Wheelchair hasn’t robbed Duane Pung of his joy in life and farming

By Jennie Zeitler, Staff Writer
jennie.zeitler@ecm-inc.com

While still in rehabilitation at Courage Center in Minneapolis in 2003, Duane Pung designed a lift that takes him from his wheelchair into the seat of any farm machinery. Jerry Mayers built it for him, making sure that it operates slowly enough to be safe.

Although a car accident in 2003 put Duane Pung in a wheelchair, it didn’t diminish his zest for life and his enjoyment of farming.

When hit by another vehicle, Pung and his two sons didn’t have a scratch on their bodies. But the impact was enough to snap Pung’s neck.

His spinal cord was severed at the C6 vertebra and he is now a quadriplegic.

“I’ve always been upbeat — you have to be to be a farmer,” said Pung. “There are too many things that could get a person down, like the weather and prices. My family and friends and the farm give me strength.”

“Every single time there is a big serious moment, five minutes later he cracks up laughing and you’d never know something was wrong,” said 10-year-old Vanessa Pung.

In 2003, Duane had to start from scratch, just like a baby. He spent a couple months at the Sister Kenny Rehabilitation Institute in Minneapolis. Then he spent a few months at  Courage Center.

“They worked the hell out of me there,” Duane said. Now he sees a doctor once a  year because he has to, but they mostly talk about the weather.

While at Courage Center, Duane designed a lift that would move him from his chair into the seat of farm machinery. He took the design to Jerry Mayers to build.

The lift has made a big difference in what Duane is able to do on his own. He is in the skid loader almost every day.

“I like to haul manure,” he said. “It’s so peaceful and I can do it alone. I can go all day long with no help, one load after another.”

Duane does all the hauling with the van and trailer. He’s also Vanessa’s chauffeur. But when it’s his turn to cook, they usually head to Charlie’s Cafe.

Duane and his wife Kathy hosted 23 exchange students between about 1987 and 2003, through the Communicating for Agriculture Education Programs.

“They weren’t employees,” said Duane. “They were more like trainees, and we needed to work alongside them.”

After the accident, the Pungs couldn’t accept any more students, but they have received many wedding invitations from overseas. “Linda from Norway is coming to visit this summer,” said Duane.

Son Jeremiah attends Ridgewater College in Willmar.
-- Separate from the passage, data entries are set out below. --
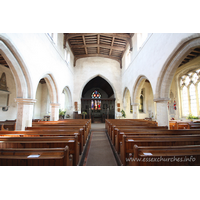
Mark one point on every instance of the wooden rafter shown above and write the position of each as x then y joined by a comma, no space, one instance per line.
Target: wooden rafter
108,45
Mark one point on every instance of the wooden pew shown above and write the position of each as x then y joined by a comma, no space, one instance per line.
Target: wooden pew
79,129
35,157
166,155
82,139
126,146
44,134
109,122
194,125
57,123
141,132
144,123
43,142
120,128
8,125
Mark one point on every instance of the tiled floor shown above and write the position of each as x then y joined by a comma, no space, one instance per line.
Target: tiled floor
99,149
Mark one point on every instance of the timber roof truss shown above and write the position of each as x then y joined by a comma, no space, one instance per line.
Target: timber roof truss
107,45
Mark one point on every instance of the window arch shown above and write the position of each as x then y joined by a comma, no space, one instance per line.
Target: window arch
190,93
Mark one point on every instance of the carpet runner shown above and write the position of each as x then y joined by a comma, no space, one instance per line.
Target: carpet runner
99,152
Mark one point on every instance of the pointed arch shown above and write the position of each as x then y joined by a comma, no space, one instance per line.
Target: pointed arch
92,77
124,96
66,88
52,87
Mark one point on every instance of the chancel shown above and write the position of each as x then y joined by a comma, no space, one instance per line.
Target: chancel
99,99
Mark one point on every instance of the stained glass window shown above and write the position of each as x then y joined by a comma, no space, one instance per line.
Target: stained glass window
190,90
96,104
96,95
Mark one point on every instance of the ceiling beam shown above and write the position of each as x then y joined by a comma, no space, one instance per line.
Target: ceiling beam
84,44
96,55
124,36
98,45
112,46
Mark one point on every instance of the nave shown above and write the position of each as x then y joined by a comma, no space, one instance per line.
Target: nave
99,152
128,142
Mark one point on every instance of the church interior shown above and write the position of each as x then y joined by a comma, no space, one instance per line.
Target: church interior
99,100
105,96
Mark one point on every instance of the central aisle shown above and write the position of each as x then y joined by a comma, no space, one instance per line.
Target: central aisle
100,152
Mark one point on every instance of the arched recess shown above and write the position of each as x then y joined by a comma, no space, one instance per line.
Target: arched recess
143,103
171,65
66,101
52,98
52,87
137,89
98,99
113,88
127,103
24,89
18,68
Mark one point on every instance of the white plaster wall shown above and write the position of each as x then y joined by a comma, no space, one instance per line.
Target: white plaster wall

When he’s home he attends farm meetings with his dad. “It’s nice to share the ideas with him,” said Duane.

Son Josh, 17, wants to learn welding. “We tell the kids they have to leave the farm for a while,” Duane said. “Then if they want to come back and farm, that’s fine.”
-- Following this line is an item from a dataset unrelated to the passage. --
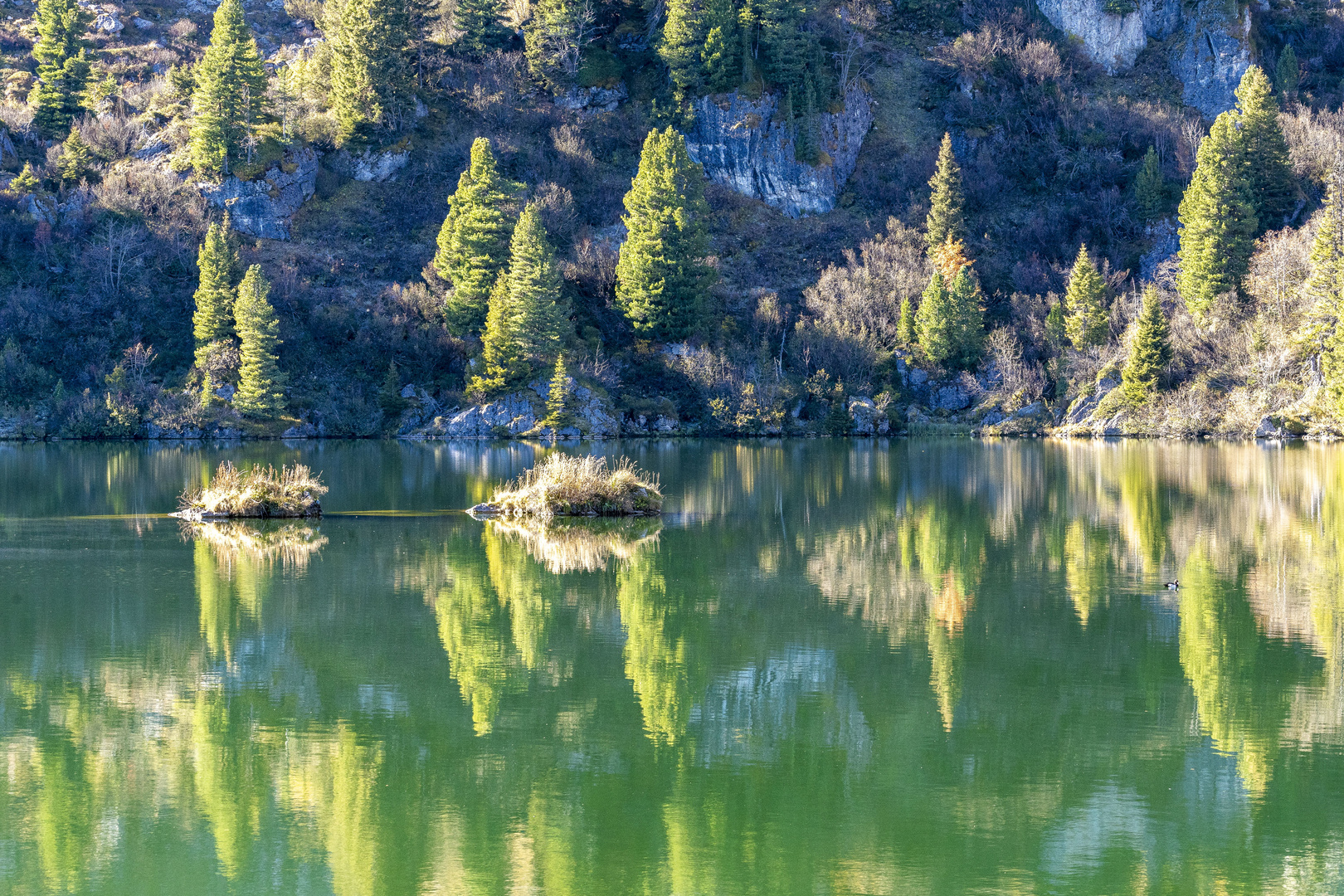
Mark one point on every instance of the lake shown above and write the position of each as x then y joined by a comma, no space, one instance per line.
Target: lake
832,666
The Pungs have two older daughters, one of whom farms with her husband near Glenwood. Earlier this year they made the Pungs grandparents; little Hailey has been a delight.

“And now that I’m a grandpa, I can ‘legally’ take a snooze at noon,” Duane said.
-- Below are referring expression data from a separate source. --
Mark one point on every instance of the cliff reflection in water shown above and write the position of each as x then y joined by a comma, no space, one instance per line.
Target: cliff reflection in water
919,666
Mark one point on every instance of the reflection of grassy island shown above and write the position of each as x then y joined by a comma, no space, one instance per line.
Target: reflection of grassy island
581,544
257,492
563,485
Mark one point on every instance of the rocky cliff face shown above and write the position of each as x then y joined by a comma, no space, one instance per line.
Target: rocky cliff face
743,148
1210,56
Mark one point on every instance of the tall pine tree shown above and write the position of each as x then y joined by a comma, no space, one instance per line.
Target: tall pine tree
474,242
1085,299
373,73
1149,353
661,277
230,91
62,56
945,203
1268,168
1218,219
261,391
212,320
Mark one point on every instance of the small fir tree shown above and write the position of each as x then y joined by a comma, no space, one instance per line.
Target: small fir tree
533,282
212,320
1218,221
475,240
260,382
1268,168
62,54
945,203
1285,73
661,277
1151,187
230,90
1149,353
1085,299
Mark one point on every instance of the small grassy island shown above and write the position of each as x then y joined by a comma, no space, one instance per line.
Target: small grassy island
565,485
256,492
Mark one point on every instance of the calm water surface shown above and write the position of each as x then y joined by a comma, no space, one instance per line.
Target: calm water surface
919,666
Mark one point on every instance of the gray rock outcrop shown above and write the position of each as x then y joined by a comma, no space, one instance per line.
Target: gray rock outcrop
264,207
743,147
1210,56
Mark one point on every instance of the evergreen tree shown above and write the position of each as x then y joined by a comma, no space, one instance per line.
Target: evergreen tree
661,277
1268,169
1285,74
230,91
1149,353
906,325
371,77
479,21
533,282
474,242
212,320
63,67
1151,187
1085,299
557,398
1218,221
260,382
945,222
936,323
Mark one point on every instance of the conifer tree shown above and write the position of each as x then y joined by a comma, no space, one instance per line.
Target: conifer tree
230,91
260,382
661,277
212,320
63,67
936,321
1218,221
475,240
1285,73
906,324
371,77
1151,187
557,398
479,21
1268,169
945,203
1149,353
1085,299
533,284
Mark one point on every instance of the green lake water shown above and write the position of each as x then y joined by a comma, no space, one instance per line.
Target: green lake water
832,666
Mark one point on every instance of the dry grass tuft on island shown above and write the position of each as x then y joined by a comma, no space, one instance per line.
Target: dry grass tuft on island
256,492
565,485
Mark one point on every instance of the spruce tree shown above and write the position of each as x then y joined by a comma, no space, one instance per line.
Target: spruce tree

The Pung family farms 500 acres, 400 of which they own. They milk 158 cows and grow corn, alfalfa and hay.

Duane grew up on the farm, which was established by his grandfather Frank, and farmed by his father Al, too.

Friends and neighbors have made a significant difference in the lives of the Pungs. In 2003, Timmy Linn coordinated the planting and later harvesting of the crops while Duane was hospitalized.

Two years ago, following a fire that destroyed the Pungs’ barn, the Wilwedings took the cows for 18 days while the Pungs repaired the minor damage to their milking parlor. “It could have been nine days, but Minnesota is the only state in the union with a law prohibiting milking cows under the stars; we had to have a roof over their heads,” said Duane.

Although there are some things Duane won’t do, such as hay cutting because it moves too fast, and round baling because it requires too much strength, he enjoys doing so much field work.

“My mind has to be going,” he said. “And I have to avoid negative people.”